Isso não é falha de quem estudou. É consequência de como o raciocínio clínico costuma ser treinado: informação empilhada, sem uma estrutura que leve até a conduta.
Três etapas, uma sequência
Depois de anos atendendo caso clínico atrás de caso clínico, cheguei numa sequência que resolve esse problema. Chamo de método ACC: Alicerce, Clínica, Conduta.
Alicerce
É a base farmacológica bem construída. Não é decorar mecanismo de ação isoladamente, é entender por que o fármaco age daquele jeito e o que isso muda na prática. Sem esse alicerce, qualquer decisão depois fica frágil.
Clínica
É a leitura do paciente à sua frente. Histórico, exames, contexto. Aqui a farmacologia sai do papel: o mesmo fármaco pode ser a escolha certa para um paciente e a escolha errada para outro, e a diferença está exatamente nessa leitura.
Conduta
É onde tudo se junta numa decisão justificada. Não mais uma lista de informações soltas, mas uma conduta que você consegue explicar e defender, porque sabe exatamente de onde ela veio.

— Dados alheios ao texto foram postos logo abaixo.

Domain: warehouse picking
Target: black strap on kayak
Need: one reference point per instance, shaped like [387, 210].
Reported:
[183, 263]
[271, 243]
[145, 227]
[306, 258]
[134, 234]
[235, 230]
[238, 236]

Farmacologia não é decorar bula. É saber decidir na hora certa.
Por que isso muda a prática
Quando o raciocínio segue essa sequência, a insegurança some. Você para de recorrer a quatro abas abertas no meio de um plantão, porque já tem internalizada a estrutura que leva até a resposta. Não é sobre saber mais fármaco. É sobre saber usar o que você já sabe.
É em cima dessa estrutura que organizei toda a formação em farmacologia da FarmaBox, do primeiro curso ao último caso clínico.